[gentoo-dev] [RFC] euscan: Need to add more upstream info in metadata.xml

2012-08-10 Thread Federico fox Scrinzi
Hi everybody!

euscan is available in portage as a dev package
(app-portage/euscan-). This tool allows to check if a given
package/ebuild has new upstream versions or not. It uses different
heuristics to scan upstream and grab new versions and related urls.

euscan can use either custom handlers for well known upstream (github,
pypi, cpan, sourceforge, google-code, etc..) or use directory scanning
using SRC_URI. If directory scan fails for some reason, euscan will
fallback to brute force (generating possible next version number and
trying to fetch those packages).

The problem that we're facing with euscan is that some packages in
upstream use strange version numbers or the list of available versions
is placed in a location that is totally different from SRC_URI.

Examples:
- MySQL: most MySQL mirrors are not browsable (always fallback to brute
force)
- webalizer uses strange version numbers in upstream
(ftp://ftp.mrunix.net/pub/webalizer/), in this case euscan should be
aware that 2.21-02 is the version number in upstream and scan the ftp
directory searching for webalizer-(\d+).(\d+)-(\d+).tar.gz.

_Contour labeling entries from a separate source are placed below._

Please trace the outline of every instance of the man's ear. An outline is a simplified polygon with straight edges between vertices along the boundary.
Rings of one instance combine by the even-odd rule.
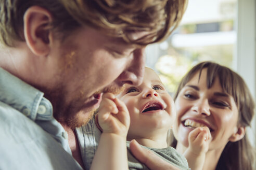
[[[27,45],[35,55],[47,56],[53,40],[51,13],[44,8],[34,6],[27,10],[23,20],[24,35]]]
[[[235,142],[241,139],[245,136],[246,133],[246,127],[240,126],[236,128],[236,130],[229,137],[229,141]]]

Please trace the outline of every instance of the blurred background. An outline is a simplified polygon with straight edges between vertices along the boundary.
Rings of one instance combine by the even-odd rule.
[[[256,99],[255,0],[189,0],[179,27],[165,41],[148,46],[146,65],[173,96],[195,65],[211,61],[237,72]],[[247,133],[256,146],[256,117]]]

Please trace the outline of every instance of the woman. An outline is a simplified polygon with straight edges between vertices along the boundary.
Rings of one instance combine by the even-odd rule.
[[[177,140],[172,146],[183,153],[189,133],[207,126],[211,140],[203,169],[253,169],[255,151],[246,129],[250,126],[254,103],[240,76],[216,63],[199,63],[182,80],[174,100],[177,116],[173,132]]]

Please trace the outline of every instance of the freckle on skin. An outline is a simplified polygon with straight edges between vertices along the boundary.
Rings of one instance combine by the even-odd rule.
[[[66,68],[70,68],[73,67],[73,63],[74,60],[74,56],[75,55],[75,52],[74,51],[71,51],[69,53],[66,55],[65,57],[67,60],[67,64]]]

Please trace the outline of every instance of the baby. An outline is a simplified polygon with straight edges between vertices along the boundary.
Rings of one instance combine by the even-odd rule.
[[[146,67],[140,86],[126,84],[117,97],[109,93],[103,95],[95,117],[103,133],[91,169],[148,169],[130,152],[129,142],[133,139],[179,169],[189,169],[184,157],[167,145],[168,131],[175,116],[173,99],[156,73]],[[191,147],[185,155],[195,155],[195,162],[204,161],[211,138],[207,129],[197,128],[190,133]],[[192,165],[199,169],[202,163]]]

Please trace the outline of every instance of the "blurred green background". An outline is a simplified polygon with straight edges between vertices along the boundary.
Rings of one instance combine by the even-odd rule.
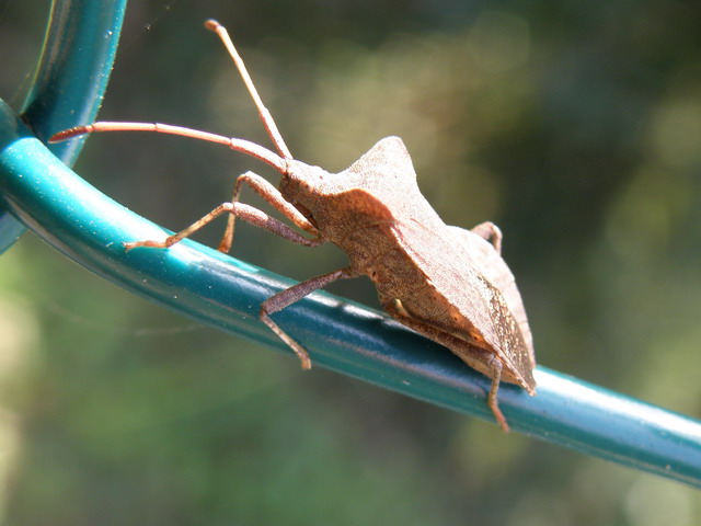
[[[19,107],[48,1],[0,1]],[[701,3],[134,1],[103,119],[268,145],[231,31],[292,153],[341,171],[404,139],[451,225],[505,232],[539,363],[701,416]],[[255,161],[91,138],[77,170],[177,229]],[[258,203],[245,194],[249,203]],[[214,244],[223,222],[197,239]],[[242,226],[234,255],[343,264]],[[363,281],[332,290],[377,306]],[[8,525],[696,525],[696,490],[381,391],[199,327],[25,235],[0,258]]]

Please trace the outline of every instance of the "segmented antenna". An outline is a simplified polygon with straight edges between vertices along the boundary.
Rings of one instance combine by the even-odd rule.
[[[88,124],[84,126],[76,126],[73,128],[65,129],[53,135],[48,141],[49,142],[58,142],[61,140],[69,139],[71,137],[77,137],[79,135],[84,134],[94,134],[101,132],[154,132],[158,134],[169,134],[169,135],[180,135],[182,137],[189,137],[193,139],[206,140],[209,142],[216,142],[219,145],[225,145],[231,148],[232,150],[241,151],[243,153],[248,153],[271,167],[275,168],[278,172],[285,173],[287,169],[286,160],[292,160],[292,155],[290,153],[283,136],[277,129],[277,125],[275,124],[275,119],[271,112],[265,107],[263,101],[261,100],[261,95],[258,95],[255,85],[253,84],[253,80],[249,75],[249,71],[245,69],[245,65],[241,59],[241,56],[237,52],[237,48],[233,46],[231,42],[231,37],[227,32],[226,27],[221,25],[216,20],[208,20],[205,22],[205,27],[209,31],[215,32],[225,47],[229,52],[229,55],[233,59],[233,62],[241,73],[241,78],[243,79],[243,83],[245,84],[251,98],[253,99],[253,103],[258,110],[258,115],[261,116],[261,122],[265,127],[271,140],[275,145],[275,149],[279,152],[279,156],[267,148],[264,148],[255,142],[251,142],[244,139],[237,139],[233,137],[226,137],[223,135],[211,134],[209,132],[202,132],[198,129],[186,128],[183,126],[173,126],[170,124],[162,123],[119,123],[119,122],[97,122],[93,124]],[[281,156],[281,158],[280,158]]]
[[[268,112],[267,107],[265,107],[265,105],[263,104],[263,101],[261,100],[261,95],[258,95],[258,92],[255,89],[255,84],[253,83],[253,80],[251,80],[249,70],[245,69],[245,64],[243,64],[243,59],[239,55],[239,52],[237,52],[237,48],[233,46],[233,42],[231,42],[231,37],[229,36],[229,32],[227,31],[227,28],[216,20],[211,20],[211,19],[205,22],[205,27],[207,27],[209,31],[215,32],[217,36],[221,38],[223,46],[227,48],[227,52],[229,52],[229,55],[233,59],[233,64],[235,64],[237,69],[239,70],[239,73],[241,73],[243,83],[248,88],[249,93],[251,93],[251,98],[255,103],[255,107],[258,108],[258,115],[261,116],[261,122],[263,123],[263,126],[267,130],[267,134],[271,136],[271,140],[275,145],[275,148],[280,153],[280,156],[283,156],[285,159],[292,159],[292,155],[289,152],[289,149],[287,148],[287,145],[283,139],[283,136],[277,129],[277,125],[275,124],[275,119],[273,118],[273,115],[271,115],[271,112]]]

The last
version of webalizer, 2.23.05, is not recognized by euscan and is not
available in gentoo.
- Authen-SASL-Cyrus in upstream uses “-server” in version numbers
http://www.cpan.org/authors/id/P/PB/PBOETTCH/
- XML-Tidy that uses stranges letters in version number


We thought about how to solve this issue and we agreed that the best way
to handle the problem for every specific case was adding some more
information in metadata.xml.

In Debian, uscan uses information from debian/watch inside debian
packages, hence as so much work is already done we thought about taking
this info from watch files and save it in metadata.xml to make euscan
use it.

I wrote a simple script that patches metadata.xml adding an experimental
watch tag with data from debian packages:
https://github.com/volpino/euscan/blob/master/bin/euscan_patch_metadata

A basic watch data contains a base url to scan and a pattern to search
into it:
Example:
 base: http://icedtea.classpath.org/download/source/
 pattern: icedtea-([\d\.]+).tar.gz
Which means open that url and search for the links that match that
pattern.
This is useful for example when is not possible to retrieve the base url
from SRC_URI (icedtea’s SRC_URI is
http://icedtea.classpath.org/hg/release/icedtea7-forest-2.2/hotspot/archive/889dffcf4a54.tar.gz)

Advanced usage with directory pattern:
Example:
 base: http://ftp.gwdg.de/pub/misc/mysql/Downloads/MySQL-([\d\.]+)
 pattern: mysql-([\d\.]+).tar.gz
Scans all directories that match the query looking for links that match
the pattern

We need also some options for mangling versions and download url: these
options can contain regexps or names of mangling rules (e.g.: cpan
means apply mangling rules for CPAN versions)

Version mangling example:
As mentioned above webalizer uses both dots and hyphens in version
numbers, so an option like this is required versionmangle=”s/-/./”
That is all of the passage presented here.